ListenHubSDKs & CLI
CLI

OpenAPI Commands

Reference for every `listenhub openapi` command — the API-key namespace for scripts and CI.

The listenhub openapi namespace runs every command against your API key instead of an OAuth login. Use it on servers and in CI, where you control the environment and want a long-lived credential rather than an interactive browser flow.

Before you start, make the key available — set LISTENHUB_API_KEY or store it with listenhub openapi config set-key. See Authentication for where credentials live and how the CLI resolves them.

export LISTENHUB_API_KEY="lh_sk_..."
listenhub openapi speakers list --language en

Conventions used on this page

Every command in this namespace shares the same behavior:

  • Output. Human-readable text by default; --json / -j prints machine-readable JSON to stdout (errors go to stderr). Pipe JSON into jq.
  • Async creation. Commands that start generation submit a job and then poll until it reaches a terminal state, printing a spinner. Polling runs on a 10-second interval. --no-wait returns the ID immediately and exits 0; --timeout <seconds> caps the wait (default varies by command, noted per group below).
  • Exit codes. 0 success, 1 error, 2 auth, 3 timeout.
  • Credits. Generation consumes credits. Use the relevant estimate command before creating, and check your balance with listenhub openapi subscription. Never assume a fixed cost.

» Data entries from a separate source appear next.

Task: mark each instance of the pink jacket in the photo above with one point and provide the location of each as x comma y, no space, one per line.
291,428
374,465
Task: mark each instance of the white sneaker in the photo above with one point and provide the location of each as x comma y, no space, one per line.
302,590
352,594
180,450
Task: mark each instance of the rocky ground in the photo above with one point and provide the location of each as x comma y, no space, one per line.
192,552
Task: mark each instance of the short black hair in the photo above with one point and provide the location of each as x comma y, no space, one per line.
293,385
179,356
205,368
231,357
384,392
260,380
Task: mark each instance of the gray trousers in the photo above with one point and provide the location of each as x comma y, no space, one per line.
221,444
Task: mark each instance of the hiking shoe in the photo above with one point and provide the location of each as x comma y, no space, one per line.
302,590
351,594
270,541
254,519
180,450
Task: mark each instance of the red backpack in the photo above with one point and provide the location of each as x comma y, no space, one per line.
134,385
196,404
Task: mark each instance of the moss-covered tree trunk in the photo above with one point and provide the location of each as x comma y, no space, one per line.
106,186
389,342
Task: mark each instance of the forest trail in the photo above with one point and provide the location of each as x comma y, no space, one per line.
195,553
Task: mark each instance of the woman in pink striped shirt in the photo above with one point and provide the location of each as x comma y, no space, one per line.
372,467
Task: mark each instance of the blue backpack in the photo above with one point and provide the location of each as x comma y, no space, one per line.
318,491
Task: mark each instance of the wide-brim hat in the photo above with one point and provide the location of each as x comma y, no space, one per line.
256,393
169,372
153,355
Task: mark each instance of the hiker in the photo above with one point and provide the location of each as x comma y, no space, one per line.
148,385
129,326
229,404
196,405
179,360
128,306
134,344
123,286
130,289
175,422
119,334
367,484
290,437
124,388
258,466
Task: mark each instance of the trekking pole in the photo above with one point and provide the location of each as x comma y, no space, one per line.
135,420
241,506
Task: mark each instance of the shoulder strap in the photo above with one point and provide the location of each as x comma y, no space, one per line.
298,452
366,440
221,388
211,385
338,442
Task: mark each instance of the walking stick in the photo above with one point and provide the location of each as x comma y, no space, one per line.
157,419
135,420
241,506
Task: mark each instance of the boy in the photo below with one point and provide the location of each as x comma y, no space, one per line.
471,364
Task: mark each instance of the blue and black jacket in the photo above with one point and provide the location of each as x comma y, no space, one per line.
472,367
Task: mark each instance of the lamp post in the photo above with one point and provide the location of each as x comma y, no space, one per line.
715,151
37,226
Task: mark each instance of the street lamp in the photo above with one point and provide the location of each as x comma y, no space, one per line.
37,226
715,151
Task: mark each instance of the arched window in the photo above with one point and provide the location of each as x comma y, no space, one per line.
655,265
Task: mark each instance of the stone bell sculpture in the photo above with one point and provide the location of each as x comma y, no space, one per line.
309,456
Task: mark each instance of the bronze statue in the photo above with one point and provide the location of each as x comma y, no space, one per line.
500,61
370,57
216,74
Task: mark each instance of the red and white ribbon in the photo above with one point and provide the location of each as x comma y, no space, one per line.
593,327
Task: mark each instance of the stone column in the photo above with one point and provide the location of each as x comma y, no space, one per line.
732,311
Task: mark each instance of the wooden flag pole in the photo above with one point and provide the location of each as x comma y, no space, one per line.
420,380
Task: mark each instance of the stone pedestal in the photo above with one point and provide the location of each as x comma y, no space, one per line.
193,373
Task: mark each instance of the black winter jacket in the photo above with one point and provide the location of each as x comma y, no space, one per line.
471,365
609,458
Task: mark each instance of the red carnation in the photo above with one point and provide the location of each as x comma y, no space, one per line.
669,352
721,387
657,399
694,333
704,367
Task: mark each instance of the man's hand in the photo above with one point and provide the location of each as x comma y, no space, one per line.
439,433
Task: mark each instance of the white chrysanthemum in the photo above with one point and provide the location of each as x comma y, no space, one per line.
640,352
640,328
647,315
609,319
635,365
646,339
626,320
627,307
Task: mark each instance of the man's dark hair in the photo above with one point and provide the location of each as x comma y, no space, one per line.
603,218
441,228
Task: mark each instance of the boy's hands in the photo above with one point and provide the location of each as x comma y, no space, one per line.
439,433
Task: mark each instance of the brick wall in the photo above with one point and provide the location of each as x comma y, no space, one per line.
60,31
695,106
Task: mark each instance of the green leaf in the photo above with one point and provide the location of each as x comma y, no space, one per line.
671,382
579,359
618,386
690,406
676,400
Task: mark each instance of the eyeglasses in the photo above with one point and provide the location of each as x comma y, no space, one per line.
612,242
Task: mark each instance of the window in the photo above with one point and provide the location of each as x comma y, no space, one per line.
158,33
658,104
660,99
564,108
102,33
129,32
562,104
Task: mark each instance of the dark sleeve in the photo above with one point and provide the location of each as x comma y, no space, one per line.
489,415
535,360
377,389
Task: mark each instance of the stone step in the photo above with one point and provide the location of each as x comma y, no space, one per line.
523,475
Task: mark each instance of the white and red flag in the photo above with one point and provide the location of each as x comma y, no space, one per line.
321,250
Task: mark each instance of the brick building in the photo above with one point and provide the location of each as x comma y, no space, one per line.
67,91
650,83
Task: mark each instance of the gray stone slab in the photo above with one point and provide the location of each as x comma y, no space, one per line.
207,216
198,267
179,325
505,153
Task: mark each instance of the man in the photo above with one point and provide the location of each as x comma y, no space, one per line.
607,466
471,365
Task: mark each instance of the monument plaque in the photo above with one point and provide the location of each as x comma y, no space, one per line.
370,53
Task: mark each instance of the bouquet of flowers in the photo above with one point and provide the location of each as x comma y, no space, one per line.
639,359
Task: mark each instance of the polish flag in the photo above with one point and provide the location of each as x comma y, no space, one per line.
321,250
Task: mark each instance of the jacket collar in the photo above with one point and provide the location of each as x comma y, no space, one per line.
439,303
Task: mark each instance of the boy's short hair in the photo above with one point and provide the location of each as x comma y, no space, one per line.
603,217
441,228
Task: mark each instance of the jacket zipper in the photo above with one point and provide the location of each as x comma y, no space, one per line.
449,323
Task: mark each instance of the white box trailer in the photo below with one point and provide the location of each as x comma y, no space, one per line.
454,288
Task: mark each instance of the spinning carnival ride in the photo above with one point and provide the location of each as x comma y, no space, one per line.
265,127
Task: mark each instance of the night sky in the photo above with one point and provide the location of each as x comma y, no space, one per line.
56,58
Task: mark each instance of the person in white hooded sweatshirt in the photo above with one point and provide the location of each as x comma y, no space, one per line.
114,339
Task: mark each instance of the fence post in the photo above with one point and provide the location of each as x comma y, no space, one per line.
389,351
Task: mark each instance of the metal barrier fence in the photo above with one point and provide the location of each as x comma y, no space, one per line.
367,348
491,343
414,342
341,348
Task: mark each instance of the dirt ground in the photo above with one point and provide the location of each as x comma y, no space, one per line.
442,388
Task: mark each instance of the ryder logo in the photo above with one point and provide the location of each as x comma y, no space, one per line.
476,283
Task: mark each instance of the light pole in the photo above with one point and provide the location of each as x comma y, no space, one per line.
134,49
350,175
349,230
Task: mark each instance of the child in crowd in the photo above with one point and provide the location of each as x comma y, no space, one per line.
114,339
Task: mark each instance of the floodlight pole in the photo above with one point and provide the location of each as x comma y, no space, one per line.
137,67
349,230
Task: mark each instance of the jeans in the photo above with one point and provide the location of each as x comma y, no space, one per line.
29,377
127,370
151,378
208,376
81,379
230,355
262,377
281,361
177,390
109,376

Every command accepts --help / -h. Run listenhub openapi <group> <command> --help to see the exact flags for your installed version.

config

Manage the stored API key. The CLI reads LISTENHUB_API_KEY first, then the file written by set-key.

CommandDescription
config set-keyPrompt for a key and store it at ~/.config/listenhub/openapi.json (mode 0600). The key must start with lh_sk_.
config showShow the configured key (masked) and its source (env or file). Add --json. Exits 1 if nothing is configured.
config clearRemove the stored key file.
listenhub openapi config set-key
listenhub openapi config show --json

speakers

List the voices available to your account. The ID column is the speakerId you pass to creation commands.

CommandOptionsDescription
speakers list--language <lang>, --jsonList speakers, optionally filtered by language.
listenhub openapi speakers list --language en

Prints a table of Name, ID, Gender, and Language.

tts, audio-speech, speech

Three ways to turn text into speech. The first two stream binary audio to a file; the third returns a hosted audio URL.

CommandDescription
ttsText-to-speech, streamed to a local file.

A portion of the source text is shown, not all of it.